Experimental measurements of permeability evolution during triaxial compression of initially intact crystalline rocks and implications for fluid flow in fault zones

Detailed experimental studies of the development of permeability of crustal rock during deformation are essential in helping to understand fault mechanics and constrain larger‐scale models that predict bulk fluid flow within the crust. Permeability is particularly enhanced in the damage zone of faults, where microfracture damage accumulates under stress less than that required for macroscopic failure. Experiments performed in the prefailure region can provide data directly applicable to these zones of microfracture damage surrounding faults.
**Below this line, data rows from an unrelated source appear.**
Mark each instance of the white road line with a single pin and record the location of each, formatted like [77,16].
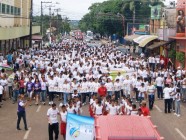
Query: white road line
[27,134]
[180,133]
[158,108]
[39,108]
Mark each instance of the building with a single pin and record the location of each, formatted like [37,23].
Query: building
[180,36]
[15,24]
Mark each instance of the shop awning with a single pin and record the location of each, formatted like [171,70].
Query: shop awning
[131,37]
[144,40]
[156,45]
[178,38]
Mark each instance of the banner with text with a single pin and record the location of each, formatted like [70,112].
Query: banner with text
[80,127]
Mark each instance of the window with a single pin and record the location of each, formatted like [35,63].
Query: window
[12,10]
[7,9]
[0,8]
[3,8]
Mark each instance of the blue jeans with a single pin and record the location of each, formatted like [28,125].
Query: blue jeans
[15,95]
[177,104]
[43,95]
[65,97]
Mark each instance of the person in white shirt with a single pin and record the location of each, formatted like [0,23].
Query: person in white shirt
[53,125]
[159,83]
[167,98]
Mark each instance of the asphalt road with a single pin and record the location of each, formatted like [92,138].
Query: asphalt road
[168,125]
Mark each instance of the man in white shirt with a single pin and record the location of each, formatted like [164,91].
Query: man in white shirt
[53,124]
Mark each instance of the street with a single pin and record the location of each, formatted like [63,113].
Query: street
[168,125]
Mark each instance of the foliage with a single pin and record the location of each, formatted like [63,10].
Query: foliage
[102,17]
[62,25]
[180,56]
[172,54]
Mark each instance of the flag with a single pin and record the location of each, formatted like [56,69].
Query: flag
[80,127]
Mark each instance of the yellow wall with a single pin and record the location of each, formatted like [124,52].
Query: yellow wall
[9,21]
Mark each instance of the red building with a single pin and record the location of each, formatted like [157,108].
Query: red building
[181,29]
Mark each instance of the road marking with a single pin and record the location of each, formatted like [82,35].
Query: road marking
[39,108]
[180,133]
[158,108]
[27,134]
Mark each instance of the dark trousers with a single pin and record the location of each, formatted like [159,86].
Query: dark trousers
[21,114]
[160,92]
[167,105]
[53,128]
[117,95]
[151,101]
[51,96]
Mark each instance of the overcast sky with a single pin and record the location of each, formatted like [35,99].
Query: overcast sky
[73,9]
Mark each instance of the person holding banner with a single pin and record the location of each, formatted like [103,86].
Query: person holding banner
[53,125]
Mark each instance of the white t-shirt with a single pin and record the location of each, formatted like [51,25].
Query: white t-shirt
[52,114]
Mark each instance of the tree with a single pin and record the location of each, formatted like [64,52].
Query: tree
[103,18]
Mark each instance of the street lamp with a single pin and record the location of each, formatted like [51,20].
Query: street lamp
[123,21]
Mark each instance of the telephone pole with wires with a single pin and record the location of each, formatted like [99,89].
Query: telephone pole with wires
[31,12]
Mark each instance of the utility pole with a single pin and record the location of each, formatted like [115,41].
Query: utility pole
[31,11]
[42,16]
[57,10]
[50,38]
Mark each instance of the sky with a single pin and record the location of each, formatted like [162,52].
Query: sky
[73,9]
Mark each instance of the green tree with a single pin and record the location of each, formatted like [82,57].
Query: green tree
[102,17]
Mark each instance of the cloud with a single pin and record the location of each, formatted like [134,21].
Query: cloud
[74,9]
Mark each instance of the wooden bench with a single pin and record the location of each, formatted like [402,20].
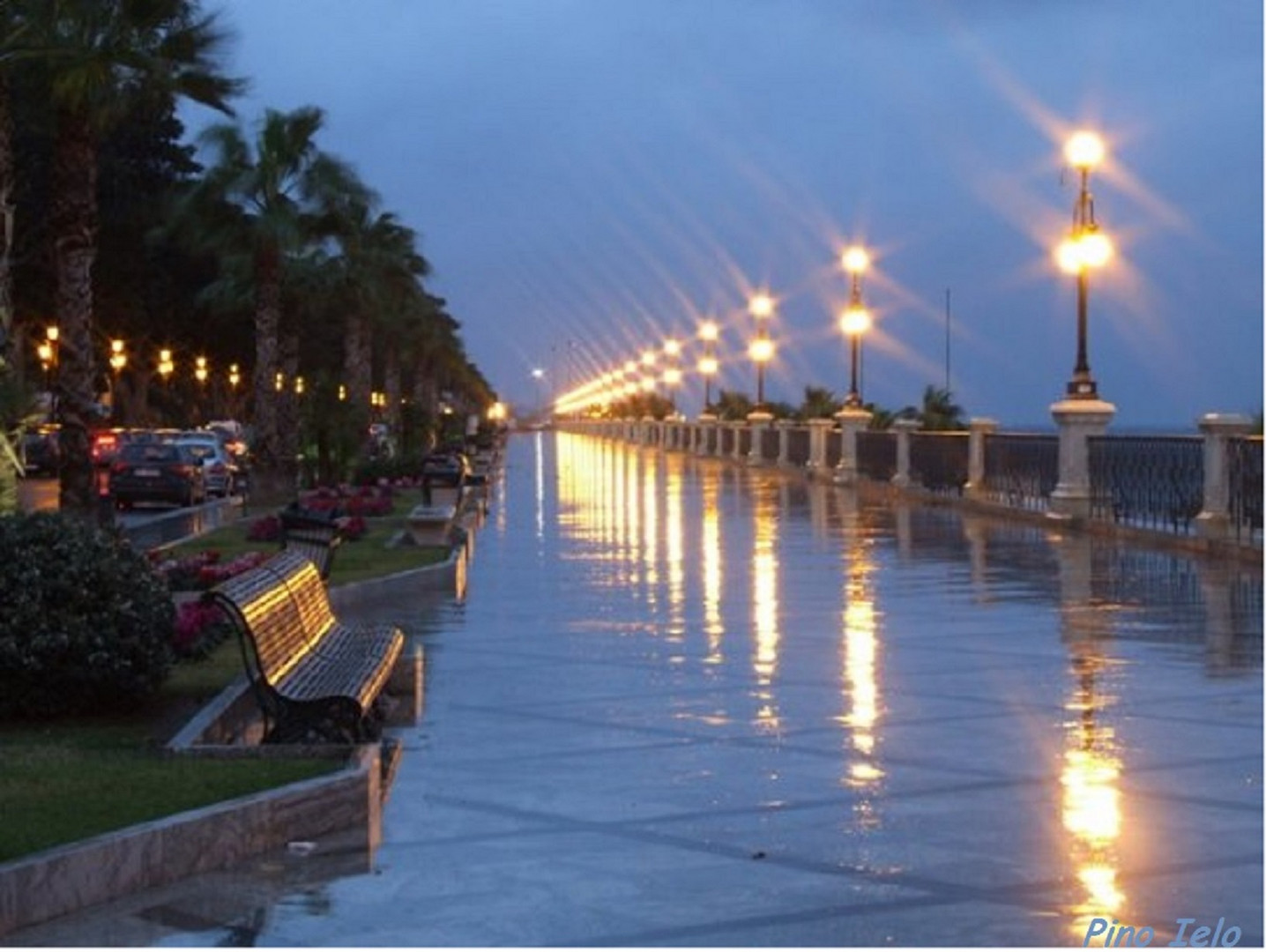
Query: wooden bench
[311,534]
[316,678]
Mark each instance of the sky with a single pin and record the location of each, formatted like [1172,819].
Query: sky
[589,177]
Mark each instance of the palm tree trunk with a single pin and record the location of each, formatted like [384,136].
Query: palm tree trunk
[267,323]
[74,220]
[392,389]
[8,211]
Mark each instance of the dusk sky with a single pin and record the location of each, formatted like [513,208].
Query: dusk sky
[590,176]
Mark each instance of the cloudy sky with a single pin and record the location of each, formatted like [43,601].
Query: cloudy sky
[590,176]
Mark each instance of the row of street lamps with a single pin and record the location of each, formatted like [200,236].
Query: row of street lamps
[1085,249]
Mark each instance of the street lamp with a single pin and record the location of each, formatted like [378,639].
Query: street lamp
[539,375]
[1085,249]
[673,372]
[761,350]
[708,365]
[855,319]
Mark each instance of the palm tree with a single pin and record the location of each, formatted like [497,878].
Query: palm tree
[101,55]
[379,269]
[819,403]
[940,411]
[264,205]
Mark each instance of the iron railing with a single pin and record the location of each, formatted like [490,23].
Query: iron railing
[1022,469]
[876,455]
[798,446]
[1245,487]
[938,461]
[833,449]
[1152,482]
[770,444]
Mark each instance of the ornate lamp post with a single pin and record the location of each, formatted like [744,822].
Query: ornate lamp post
[761,350]
[1085,249]
[855,319]
[118,361]
[708,366]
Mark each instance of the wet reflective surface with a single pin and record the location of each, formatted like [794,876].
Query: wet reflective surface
[689,703]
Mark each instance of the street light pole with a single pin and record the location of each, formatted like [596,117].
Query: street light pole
[855,319]
[1085,249]
[761,351]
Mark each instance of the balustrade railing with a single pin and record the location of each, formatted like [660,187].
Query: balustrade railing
[1022,469]
[938,461]
[833,450]
[1151,482]
[876,455]
[1245,487]
[798,446]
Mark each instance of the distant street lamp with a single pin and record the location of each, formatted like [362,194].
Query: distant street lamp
[761,350]
[118,361]
[855,321]
[708,366]
[1085,249]
[673,372]
[539,375]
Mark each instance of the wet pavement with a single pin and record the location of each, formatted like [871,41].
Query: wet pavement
[689,703]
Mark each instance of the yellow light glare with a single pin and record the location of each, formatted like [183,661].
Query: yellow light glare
[761,307]
[761,350]
[855,260]
[1095,249]
[1069,256]
[855,321]
[1084,150]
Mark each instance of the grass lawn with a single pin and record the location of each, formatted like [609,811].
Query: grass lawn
[63,781]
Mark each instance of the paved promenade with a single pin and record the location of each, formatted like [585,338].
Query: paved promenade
[696,704]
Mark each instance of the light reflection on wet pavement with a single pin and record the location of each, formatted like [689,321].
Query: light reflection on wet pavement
[690,703]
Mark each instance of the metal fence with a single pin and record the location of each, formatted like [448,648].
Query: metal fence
[1152,482]
[938,461]
[876,455]
[1245,487]
[798,446]
[1022,469]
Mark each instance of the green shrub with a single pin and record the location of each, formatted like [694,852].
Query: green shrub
[86,623]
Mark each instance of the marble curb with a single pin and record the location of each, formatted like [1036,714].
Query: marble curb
[67,879]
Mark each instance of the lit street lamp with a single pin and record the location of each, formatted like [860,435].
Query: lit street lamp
[1085,249]
[855,321]
[761,350]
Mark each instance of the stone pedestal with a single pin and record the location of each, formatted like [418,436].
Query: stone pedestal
[1214,518]
[784,428]
[905,428]
[1077,421]
[979,428]
[851,423]
[708,442]
[818,431]
[757,421]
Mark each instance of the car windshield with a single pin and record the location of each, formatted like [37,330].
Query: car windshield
[151,453]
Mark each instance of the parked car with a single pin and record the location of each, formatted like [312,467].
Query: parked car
[218,466]
[157,472]
[446,469]
[41,452]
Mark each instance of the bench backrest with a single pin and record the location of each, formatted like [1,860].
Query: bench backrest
[270,614]
[302,579]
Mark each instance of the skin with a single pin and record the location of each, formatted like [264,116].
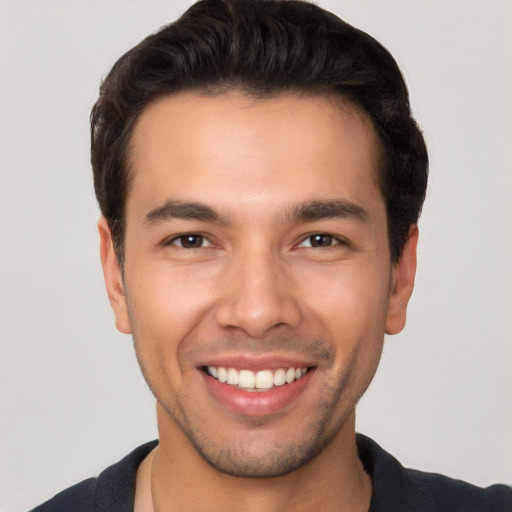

The strength, permeability, and pore fluid volume evolution of initially intact crystalline rocks (Cerro Cristales granodiorite and Westerly granite) under increasing differential load leading to macroscopic failure has been determined at water pore pressures of 50 MPa and varying effective pressures from 10 to 50 MPa. Permeability is seen to increase by up to, and over, 2 orders of magnitude prior to macroscopic failure, with the greatest increase seen at lowest effective pressures. Postfailure permeability is shown to be over 3 orders of magnitude higher than initial intact permeabilities and approaches the lower limit of predicted in situ bulk crustal permeabilities. Increasing amplitude cyclic loading tests show permeability‐stress hysteresis, with high permeabilities maintained as differential stress is reduced and the greatest permeability increases are seen between 90 and 99% of the failure stress. Prefailure permeabilities are nearly 7 to 9 orders of magnitude lower than that predicted by some high‐pressure diffusive models suggesting that if these models are correct, microfracture matrix flow cannot dominate, and that bulk fluid flow must be dominated by larger‐scale structures such as macrofractures. We present a model, based on our data, in which the permeability of a highly stressed fault tip process zone in low‐permeability crystalline rocks increases by more than 2 orders of magnitude. Stress reduction related to the onward migration of the fault tip close damage zone cracks, while some permeability is maintained due to hysteresis from permanent microfracture damage.